Daily Archives: September 29, 2007

Jesus and the Victory of God (4): Prodigals and Paradigms

In the final chapter of his introductory section, Wright engages in a close reading of the parable of the prodigal son (which is also the parable of the “prodigal father” in Wright’s reading) and then utilizes the interpretation of that parable as the analogy for his own methodology of studying Jesus amidst the sea of other options which he has already submitted to critique. The result is the most concise statement of Wright’s own methodology and presuppositions in the book thus far.

First off, Wright explores parables, not as narrative vehicles for aphorisms or wise sayings, but rather as subversive narratives that, in effect create a new world into which the hearer is invited to live. The parable of the prodigal, he argues is a subversive way of reading Israel’s experience of exile.
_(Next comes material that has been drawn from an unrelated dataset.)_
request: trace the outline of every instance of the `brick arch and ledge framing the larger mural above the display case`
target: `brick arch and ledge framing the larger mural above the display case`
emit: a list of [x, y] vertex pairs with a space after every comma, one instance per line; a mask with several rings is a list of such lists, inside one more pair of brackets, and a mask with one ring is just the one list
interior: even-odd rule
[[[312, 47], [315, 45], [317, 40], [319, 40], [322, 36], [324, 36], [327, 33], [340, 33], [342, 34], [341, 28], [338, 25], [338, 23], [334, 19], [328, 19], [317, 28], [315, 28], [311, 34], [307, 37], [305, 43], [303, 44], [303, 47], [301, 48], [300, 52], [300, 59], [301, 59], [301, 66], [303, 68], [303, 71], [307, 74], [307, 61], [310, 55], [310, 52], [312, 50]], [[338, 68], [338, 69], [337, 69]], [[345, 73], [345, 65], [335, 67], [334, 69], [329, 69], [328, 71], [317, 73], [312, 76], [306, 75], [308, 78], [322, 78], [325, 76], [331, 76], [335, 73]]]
The prodigal son is Israel who spurns his father and ends up in a far country, in the service of Gentiles and is now returning home, and being welcomed back in the extravagant, indeed, “prodigal” love of the father, much to the anger of the other brother who stayed behind. In this subversive retelling, Israel is cast as being in exile, and in the ministry and action of Jesus himself, they are being invited home, into the love of the father. However, those that spurn this homecoming are cast as the older brother, the one who stayed behind – in effect Jesus is casting those who oppose his ministry as Samaritans. The main point of the parable in Wright’s reading is this: “history is turning its long-awaited corner; this is happening within the ministry of Jesus himself; and those who oppose it are the enemies of the true people of god.” (p. 127)
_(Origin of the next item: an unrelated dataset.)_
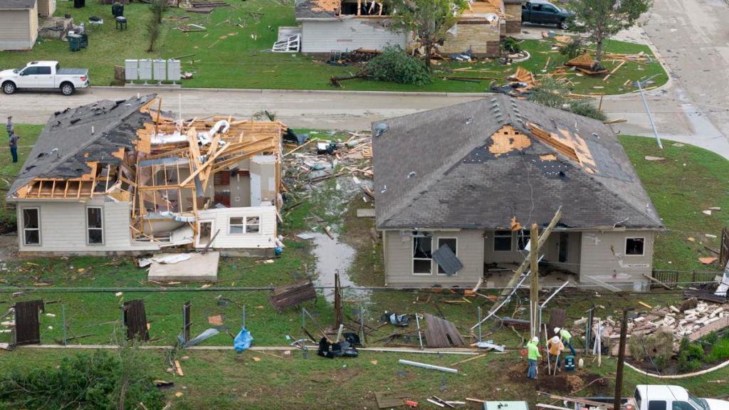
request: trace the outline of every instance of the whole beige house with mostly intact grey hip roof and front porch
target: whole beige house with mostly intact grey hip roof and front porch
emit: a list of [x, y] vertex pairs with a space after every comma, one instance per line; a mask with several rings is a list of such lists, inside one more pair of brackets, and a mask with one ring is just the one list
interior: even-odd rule
[[499, 94], [373, 123], [373, 136], [387, 285], [488, 283], [561, 207], [540, 272], [649, 288], [663, 223], [608, 125]]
Wright’s point in all this is to show the way in which the parables of Jesus “act”. They offer a new version of Israel’s story which makes new claims about how God is going to address his people’s expectation of messianic salvation. This is how Wright begins to answer his five questions from the previous chapter. He locates Jesus, believably within the context of first century Jewish messianic expectation and hope and simultaneously shows how Jesus deeply subverted the conventional understandings of how that hope would be fulfilled by God. Jesus believed, according to Wright that in his own ministry, God was reconstituting Israel as his people, that he was brining the exile to an end, and that the promises of the kingdom of God were coming to pass in him. This, of course as Wright notes will certainly arouse hostility, and offers a plausible rationale for why Jesus was killed.

Wright concludes this chapter with some notes about how to engage the question of reconstructing the worldview of a particular time and culture. This is particularly relevant to the study of Jesus and Jewish messianic expectation, as he has already made clear. This section provides something of a re-hash of parts of Wright’s first volume and makes a case for the fact that we can in some realistic way explore the mindsets and worldviews of past cultures and communities.